Topic modeling analysis
-----------------------

To illustrate a topic modeling analysis, we fit a multinomial topic
model to these data,

```{r fit-multinom-topic-model, message=FALSE}
fit <- fit_poisson_nmf(X,k = 3,numiter = 100,verbose = "none",
                       control = list(extrapolate = TRUE))
fit <- poisson2multinom(fit)
```

then we plot the estimated topic proportions:

```{r plot-topic-proportions, fig.height=1.5, fig.width=5, results="hide", message=FALSE}
grouping <- as.numeric(rowMeans(abs(dat$L - 0.33)) > 0.1)
i <- which(grouping == 1)
grouping[i] <- apply(dat$L[i,],1,which.max)
grouping <- factor(grouping)
structure_plot(fit,grouping = grouping,gap = 5) +
  theme(axis.text.x = element_blank())
```

We observe in this plot that the estimated topic model recaptures the
simulation: according to the model, samples are primarily explained by
a single gene program, or by an approximately equal mixture of three
gene programs.

Clustering analysis
-------------------

To illustrate a clustering analysis, we use the *t*-SNE algorithm to
project the samples onto a 2-d embedding.

```{r tsne-from-counts-1, fig.height=3, fig.width=3}
tsne1 <- Rtsne(X,2,pca = FALSE,normalize = FALSE)
colnames(tsne1$Y) <- c("d1","d2")
ggplot(as.data.frame(tsne1$Y),aes(x = d1,y = d2)) +
  geom_point(shape = 21,color = "white",fill = "black",size = 2) +
  theme_cowplot(font_size = 12)
```

This 2-d projection immediately suggests four clusters. (In practice,
one could automate the clustering of these data using a community
detection method such as the Louvain algorithm, or by applying
$k$-means to the $t$-SNE projection.)

Although the clustering is correct---there are indeed four
clusters---it fails to reveal any insight into the relationship
between these clusters.

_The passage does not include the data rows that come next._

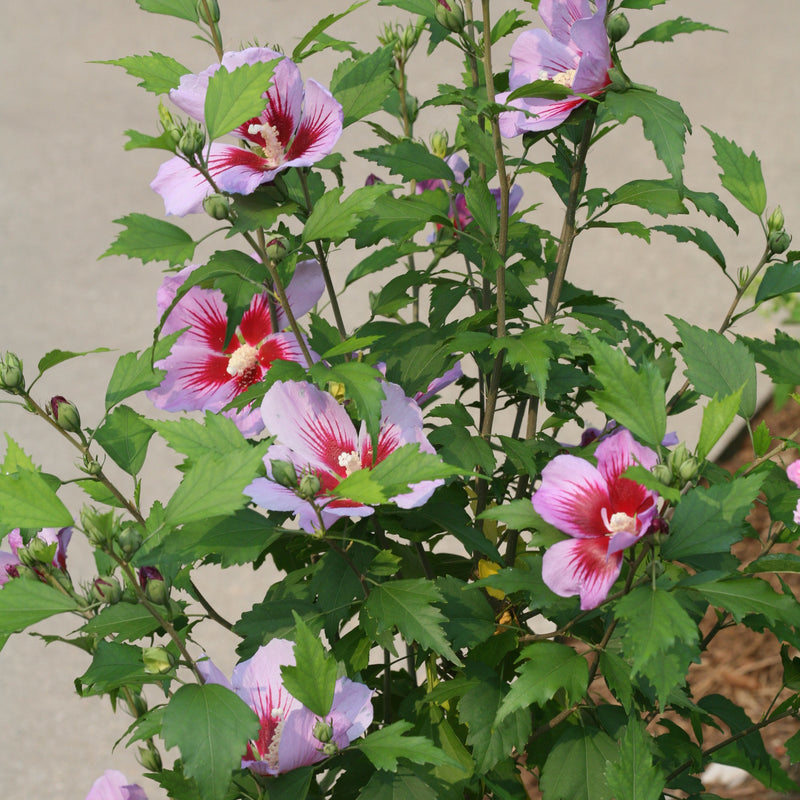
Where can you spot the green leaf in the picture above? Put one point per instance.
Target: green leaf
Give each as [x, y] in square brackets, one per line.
[741, 174]
[652, 620]
[411, 160]
[214, 486]
[124, 435]
[657, 197]
[717, 418]
[666, 31]
[408, 606]
[385, 746]
[151, 239]
[159, 73]
[27, 501]
[211, 727]
[237, 96]
[576, 765]
[313, 680]
[716, 366]
[550, 667]
[362, 85]
[633, 776]
[635, 399]
[333, 220]
[25, 602]
[183, 9]
[710, 520]
[663, 121]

In particular, the distribution of genes in
the middle cluster is an equal mixture of the gene distributions in
the other clusters. This is a limitation of any clustering method that
does not allow for partial membership to clusters.

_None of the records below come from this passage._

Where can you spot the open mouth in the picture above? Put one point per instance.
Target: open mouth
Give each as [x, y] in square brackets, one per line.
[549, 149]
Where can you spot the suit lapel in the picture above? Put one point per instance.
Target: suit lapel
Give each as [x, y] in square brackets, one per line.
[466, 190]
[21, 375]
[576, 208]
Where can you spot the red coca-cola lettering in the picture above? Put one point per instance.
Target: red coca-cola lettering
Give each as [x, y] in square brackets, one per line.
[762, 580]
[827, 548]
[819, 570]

To further understand this point, we label each sample by the topic
with the highest estimated weight:

```{r tsne-from-counts-2, fig.height=3, fig.width=3}
kmax <- factor(apply(fit$L,1,which.max))
ggplot(cbind(tsne1$Y,data.frame(kmax)),aes(x = d1,y = d2,fill = kmax)) +
  geom_point(shape = 21,color = "white",size = 2,show.legend = FALSE) +
  scale_fill_manual(values = c("dodgerblue","darkorange","darkblue")) +
  theme_cowplot(font_size = 12)
```

In general, a clustering will align closely with the topic modeling
whenever the samples can be largely explained by a single topic or
gene program. Outside this setting, topic modeling and clustering can
reveal very different sorts of substructure, so a topic modeling
analysis should not be expected to recapture the results of a
clustering analysis, and vice versa.

Inferring clusters from the topic model
---------------------------------------

Despite this limitation of the clustering methods, it can nonetheless
be useful to identify the clusters exhibiting markedly different gene
expression patterns. This can also be done within a topic modeling
analysis: the topic model contains enough information to identify
these clusters, at least in the artificial setting where the data are
simulated from a topic model.

For example, a 2-d *t*-SNE projection of the topic proportions reveals
the same four clusters:

```{r tsne-from-loadings, fig.height=3, fig.width=3}
tsne2 <- Rtsne(fit$L,2,pca = FALSE,normalize = FALSE)
colnames(tsne2$Y) <- c("d1","d2")
ggplot(cbind(tsne2$Y,data.frame(kmax)),aes(x = d1,y = d2,fill = kmax)) +
  geom_point(shape = 21,color = "white",size = 2,show.legend = FALSE) +
  scale_fill_manual(values = c("dodgerblue","darkorange","darkblue")) +
  theme_cowplot(font_size = 12)
```

Or we can achieve a similar result using PCA:

```{r pca-from-loadings, fig.height=3, fig.width=3}
pca <- prcomp(fit$L,center = TRUE,scale = FALSE)
ggplot(cbind(pca$x,data.frame(kmax)),aes(x = PC1,y = PC2,fill = kmax)) +
  geom_point(shape = 21,color = "white",size = 2,show.legend = FALSE) +
  scale_fill_manual(values = c("dodgerblue","darkorange","darkblue")) +
  theme_cowplot(font_size = 12)
```

In short, the topic modeling analysis retains the benefits of the
clustering analysis, while revealing additional substructure that
cannot be identified by standard clustering methods.